If you’re like most people, your mortgage is the biggest financial burden. The idea of having that burden hanging around your neck for 25 or even 30 years is not something that’s appealing for anyone, so I’ve prepared a couple of tips to help you get the most out of the loan options and get on top of your finances.
1) Use a Mortgage Offset Account
One of the top ways to reduce this burden is to use a mortgage offset account.
A mortgage offset account is an account linked to your home loan that allows you to reduce the interest charged on your loan. Lowering the interest cost on your home loan while making your regular monthly loan repayment, results in a shorter loan term and a substantial savings over the term of the loan.
There are many different variations of offset accounts, but the best option is the 100% Offset account – also known as a Full Offset account, combined with a full transaction account. Just like its name this account allows for 100% of the balance in the account to be offset against the account balance of the home loan it is linked to and reduces the balance on your home loan by this amount when interest is calculated. The full transaction account allows you to do all your everyday banking such as direct credit of your pay, direct debit of your regular bills, deposits, withdrawals, ATM transactions, EFTPOS and Internet Banking all through the one account.
Any money in this account, from $1 up to the balance of your home loan, is offset against the amount owing on your home loan and you only pay interest on the net balance (the difference between the two accounts). Say, for example, that you have a home loan of $200,000 and, during the interest calculation period, the lowest balance of your offset account is $20,000, you are only charged interest on $180,000.
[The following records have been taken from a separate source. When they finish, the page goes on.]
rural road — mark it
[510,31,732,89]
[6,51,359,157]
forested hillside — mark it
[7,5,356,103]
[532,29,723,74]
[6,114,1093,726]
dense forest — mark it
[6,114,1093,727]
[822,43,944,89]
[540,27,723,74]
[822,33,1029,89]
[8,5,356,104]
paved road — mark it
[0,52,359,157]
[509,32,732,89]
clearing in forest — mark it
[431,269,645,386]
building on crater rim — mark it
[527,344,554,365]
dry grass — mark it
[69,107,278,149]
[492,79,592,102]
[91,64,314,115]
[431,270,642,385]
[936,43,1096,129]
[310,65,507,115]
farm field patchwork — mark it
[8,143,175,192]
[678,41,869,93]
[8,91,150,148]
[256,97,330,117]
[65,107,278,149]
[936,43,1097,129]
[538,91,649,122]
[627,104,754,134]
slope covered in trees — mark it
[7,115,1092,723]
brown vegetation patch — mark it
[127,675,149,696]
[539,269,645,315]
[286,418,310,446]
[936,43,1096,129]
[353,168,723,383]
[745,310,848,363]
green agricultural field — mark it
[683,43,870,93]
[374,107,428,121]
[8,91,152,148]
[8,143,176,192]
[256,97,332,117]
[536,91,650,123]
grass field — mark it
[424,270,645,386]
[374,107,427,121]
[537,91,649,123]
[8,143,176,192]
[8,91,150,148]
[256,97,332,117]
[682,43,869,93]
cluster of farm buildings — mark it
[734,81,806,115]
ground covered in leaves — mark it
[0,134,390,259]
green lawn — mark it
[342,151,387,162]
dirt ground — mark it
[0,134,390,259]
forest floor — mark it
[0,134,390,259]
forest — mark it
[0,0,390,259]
Let’s use the above example to compare a home loan over 30 years at 6.7% with principal & interest repayments of $1,290.56 per month.
Total interest over the 30 years of the loan would be $264,600. With $20,000 deposited in a 100% offset account you reduce your interest cost by $94,970 and repay your loan 7 years and 5 months earlier.
So it makes sense to switch from an everyday account to an offset account and have any excess pay working for you to reduce your interest each month and pay of your mortgage faster.
2) Create a Financial Budget
In order to know how much excess pay you have, you need to have a budget. A budget gives you control of your money. If you are living from pay to pay then your money is not working for you. You need to have visibility of how you are spending in order to understand where savings could be made and allow you to make informed decisions about what you need to do to secure your financial future.